Function names often follow clear naming conventions and clearly express their basic functions in the source code. Thus, providing only the function names to LLMs allows it to infer the purposes of the functions, enabling more accurate identification of the target parsing functions.
Based on the heuristic rules mentioned above, we propose an automated framework that uses LLMs to construct message syntax trees for target protocol implementations. This method employs a hierarchical, step-by-step strategy. It inputs key parsing code extracted from source code files into LLMs. From this, the framework extracts message types, request line parameters, header field types, and their value constraints, gradually constructing the message syntax tree. This method employs a hierarchical extraction strategy aligned with the syntactic structure illustrated in
Figure 3. Initially, the framework identifies the message type. Subsequently, it extracts the types of request line parameters and header fields (if any). Finally, it determines the value constraints for the request line parameters and header fields. This process incrementally constructs the message syntax tree, ensuring a comprehensive representation of the protocol’s message structure.

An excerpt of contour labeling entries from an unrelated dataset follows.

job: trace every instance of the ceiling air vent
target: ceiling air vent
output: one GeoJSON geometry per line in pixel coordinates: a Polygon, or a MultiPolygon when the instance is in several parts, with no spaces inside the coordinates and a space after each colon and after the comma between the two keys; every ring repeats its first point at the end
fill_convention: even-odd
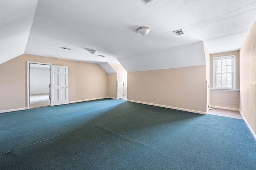
{"type": "Polygon", "coordinates": [[[180,29],[179,30],[177,30],[177,31],[174,31],[173,32],[177,36],[179,36],[180,35],[184,34],[185,32],[182,30],[182,29],[180,29]]]}
{"type": "Polygon", "coordinates": [[[60,47],[60,48],[62,48],[63,49],[67,49],[68,50],[70,50],[70,49],[71,49],[71,48],[67,48],[66,47],[60,47]]]}
{"type": "Polygon", "coordinates": [[[142,1],[145,3],[145,4],[147,4],[149,3],[149,2],[153,1],[154,0],[142,0],[142,1]]]}

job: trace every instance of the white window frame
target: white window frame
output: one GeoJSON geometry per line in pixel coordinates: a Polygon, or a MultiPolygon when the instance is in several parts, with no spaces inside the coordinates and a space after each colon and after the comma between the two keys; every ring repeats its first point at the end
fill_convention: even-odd
{"type": "Polygon", "coordinates": [[[220,57],[214,57],[212,58],[212,88],[214,89],[236,89],[236,55],[226,55],[220,57]],[[216,87],[216,60],[232,58],[232,88],[217,88],[216,87]]]}

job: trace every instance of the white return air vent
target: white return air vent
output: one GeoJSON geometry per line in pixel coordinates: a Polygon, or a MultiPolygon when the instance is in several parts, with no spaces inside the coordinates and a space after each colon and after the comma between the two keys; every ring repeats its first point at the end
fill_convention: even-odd
{"type": "Polygon", "coordinates": [[[174,31],[173,32],[177,36],[180,36],[180,35],[184,34],[185,32],[182,29],[177,30],[176,31],[174,31]]]}
{"type": "Polygon", "coordinates": [[[149,3],[149,2],[153,1],[154,0],[142,0],[142,1],[145,3],[145,4],[147,4],[149,3]]]}
{"type": "Polygon", "coordinates": [[[66,47],[61,47],[60,48],[62,48],[62,49],[67,49],[68,50],[70,50],[70,49],[71,49],[71,48],[67,48],[66,47]]]}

Message type extraction. MSFuzz extracts all function names from the filtered source code using the
Code Extraction module in
Figure 2. This module parses the source code to identify relevant function names, which are then utilized in prompt engineering to enable the LLM to identify message types in the target protocol implementation. The prompt includes all filtered function names and aims to identify all message types that the target protocol implementation can handle and map them to their corresponding handler functions, as shown in
Figure 4a.
Header/parameter type extraction. For each message type, MSFuzz uses the
Code Extraction module to locate and extract the corresponding function code from the source code based on the handler function names identified in the previous stage.
Figure 4b illustrates the prompt used by MSFuzz to leverage the LLM for extracting message request line parameters and header fields (if any). This prompt includes the parsing function code for the message and aims to establish a mapping between the message and its request line parameters and header fields.
Value constraints extraction. To parse the values of header fields or request line parameters, MSFuzz uses the
Code Extraction module to locate and extract the relevant function code from the source files based on the function names identified in the previous stage.
Figure 4c illustrates the prompt used by MSFuzz to extract value constraints using the LLM. In this prompt, MSFuzz provides the parsing function code for the parameters or header fields, with the aim to establish a mapping between them and their corresponding value constraints.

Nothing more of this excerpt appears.